For instance, an easy way to do this initially is to just return a simple dictionary if the returned value is only being used by a single function.
def extract_attributes(data):
new_data = process_data(data)
return {"key1": new_data["key1"], "key2": new_data["key2"]}
def main():
data = pd.read_csv("data.csv")
attributes = extract_attributes(data)
return attributes
In this example, there’s a limited utility to declaring an entire dataclass because it adds additional overhead and complexity to the function.
@dataclass
class Attributes:
key1: List[int]
key2: List[int]
def extract_attributes(data):
new_data = process_data(data)
return Attributes(key1=new_data["key1"], key2=new_data["key2"])
def main():
data = pd.read_csv("data.csv")
attributes = extract_attributes(data)
return attributes
Decouple your implementation
Another example I like a lot is scoring values. Say we want to calculate the recall for a list of predictions that we’ve made where we have a single known label as our ground truth and a list of other labels as our model’s predictions. We might implement it down the line as
def calculate_recall(labels,predictions):
scores = []
for label,preds in zip(labels,predictions):
calculate_recall(label,preds)
return scores
But what if we’d like to work with other metrics down the line like precision, NDCG or Mean Reciprocal Rank?
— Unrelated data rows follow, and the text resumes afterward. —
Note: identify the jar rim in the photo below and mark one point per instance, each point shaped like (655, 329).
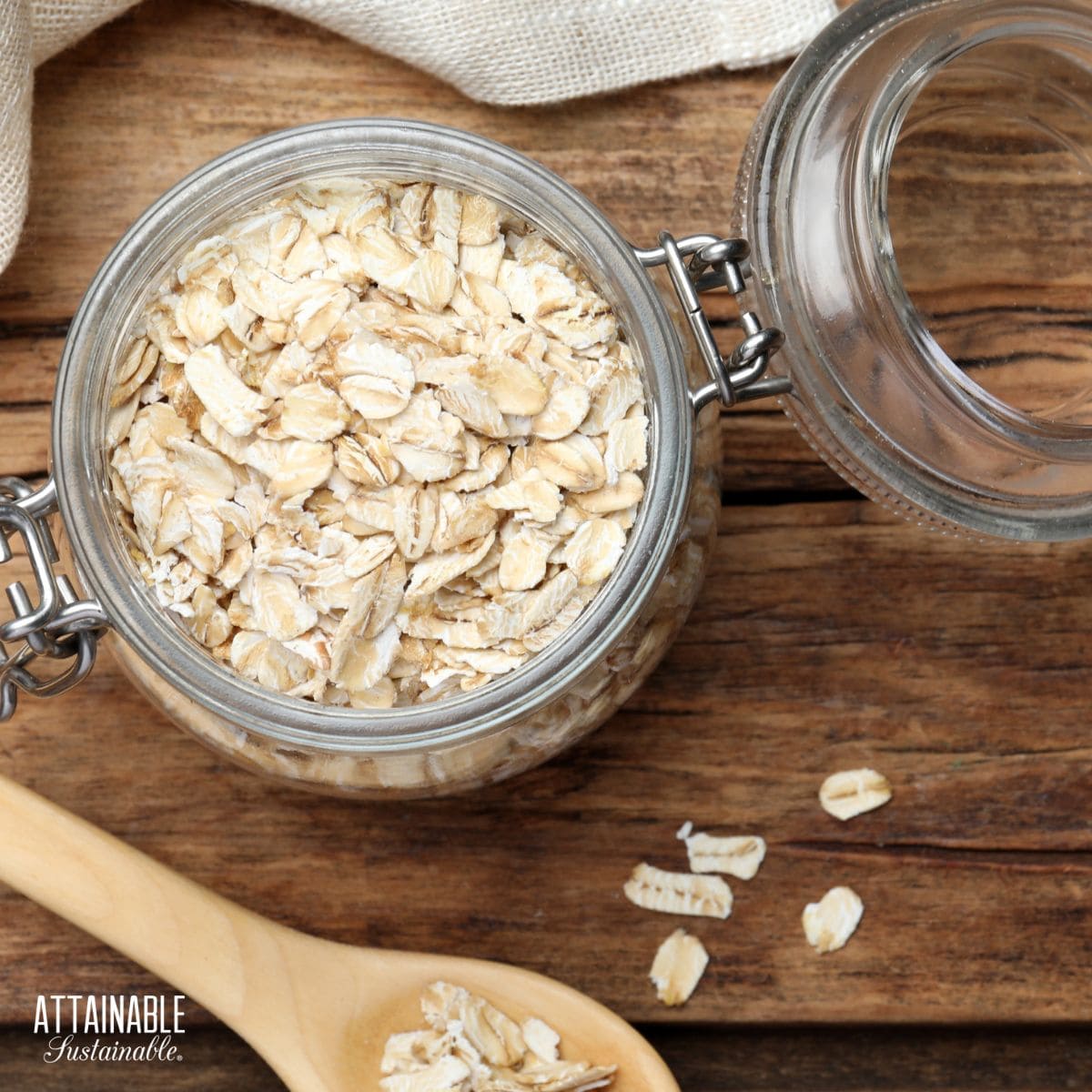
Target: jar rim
(228, 185)
(933, 445)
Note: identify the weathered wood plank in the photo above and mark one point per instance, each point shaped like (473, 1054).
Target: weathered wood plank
(828, 636)
(753, 1059)
(647, 157)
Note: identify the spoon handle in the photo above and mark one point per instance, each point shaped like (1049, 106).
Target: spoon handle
(196, 940)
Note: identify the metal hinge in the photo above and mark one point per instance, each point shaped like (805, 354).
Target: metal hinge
(716, 263)
(59, 627)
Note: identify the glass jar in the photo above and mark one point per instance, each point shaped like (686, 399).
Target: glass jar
(500, 729)
(1004, 90)
(862, 376)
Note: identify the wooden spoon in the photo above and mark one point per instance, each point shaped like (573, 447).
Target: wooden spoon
(319, 1013)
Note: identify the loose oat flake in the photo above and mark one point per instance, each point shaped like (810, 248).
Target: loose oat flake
(470, 1046)
(678, 966)
(678, 893)
(853, 792)
(740, 855)
(829, 923)
(377, 443)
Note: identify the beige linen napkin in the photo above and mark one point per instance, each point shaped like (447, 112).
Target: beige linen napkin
(505, 52)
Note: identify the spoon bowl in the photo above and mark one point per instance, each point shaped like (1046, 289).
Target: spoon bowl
(318, 1011)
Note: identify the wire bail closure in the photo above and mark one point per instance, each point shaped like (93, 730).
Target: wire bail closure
(61, 626)
(716, 263)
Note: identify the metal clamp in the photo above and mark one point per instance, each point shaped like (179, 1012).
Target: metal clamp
(716, 263)
(59, 626)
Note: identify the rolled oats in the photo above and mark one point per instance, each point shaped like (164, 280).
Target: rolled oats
(853, 792)
(678, 966)
(678, 893)
(740, 856)
(470, 1046)
(829, 923)
(375, 443)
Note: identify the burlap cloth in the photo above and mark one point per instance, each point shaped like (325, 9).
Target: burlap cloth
(505, 52)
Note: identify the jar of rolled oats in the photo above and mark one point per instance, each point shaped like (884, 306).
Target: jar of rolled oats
(383, 536)
(391, 468)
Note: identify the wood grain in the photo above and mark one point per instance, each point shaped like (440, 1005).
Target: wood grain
(828, 634)
(749, 1059)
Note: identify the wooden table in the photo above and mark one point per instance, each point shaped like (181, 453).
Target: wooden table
(829, 634)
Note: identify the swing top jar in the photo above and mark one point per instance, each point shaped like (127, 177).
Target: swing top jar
(917, 157)
(560, 693)
(861, 374)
Wouldn’t we then have to declare 4 different functions for this?
def calculate_recall_predictions(labels, predictions):
scores = []
for label, preds in zip(labels, predictions):
calculate_recall(label, preds)
return scores
def calculate_ndcg_predictions(labels,predictions):
scores = []
for label, preds in zip(labels, predictions):
calculate_ndcg(label, preds)
return scores
A better solution instead is to parameterise the scoring function itself. If you look at the different functions we’ve defined, they all take in a single label. We’re also doing the same thing in each function, which is to score the predictions with respect to a specific output.
This means that we could rewrite this as seen below
def score(labels, predictions, score_fn):
return [score_fn(label, pred) for label, pred in zip(labels, predictions)]
In fact, we could even go one step further and just represent all of the metrics that we want as a single dictionary.
SIZES = [3, 10, 15, 25]
metrics = {"recall": calculate_recall, "mrr": calculate_mrr}
evals = {}
def predictions_at_k(score_fn, k:int):
def wrapper(chunk_id, predictions):
return score(chunk_id, predictions[:k])
return wrapper
for metric, k in itertools.product(metrics.keys(), SIZES):
evals[f"{metric}@{k}"] = predictions_at_k(score_fn=metrics[metric], k=k)
We can then take a given label and list of predictions and calculate the result as
def score(labels, predictions):
return pd.DataFrame(
[
{label: metric_fn(label, pred) for label, metric_fn in evals.items()}
for label, pred in zip(labels, predictions)
]
)
This is an extremely flexible function that we’re using which gives us a pandas dataframe out of the box. All we need to do if we want to add an extra metric is to add a new entry to the metrics
dictionary. If we want to evaluate our results at a new subset of k
items, we just need to update the SIZES
array too.
Conclusion
Everyone needs to write enough bad code to start writing better code. The path to writing better code is paved with a lot of PR reviews and reading better code examples. I’ve definitely written my share of bad code and I hope that this article helps you to see some interesting ways to write better code.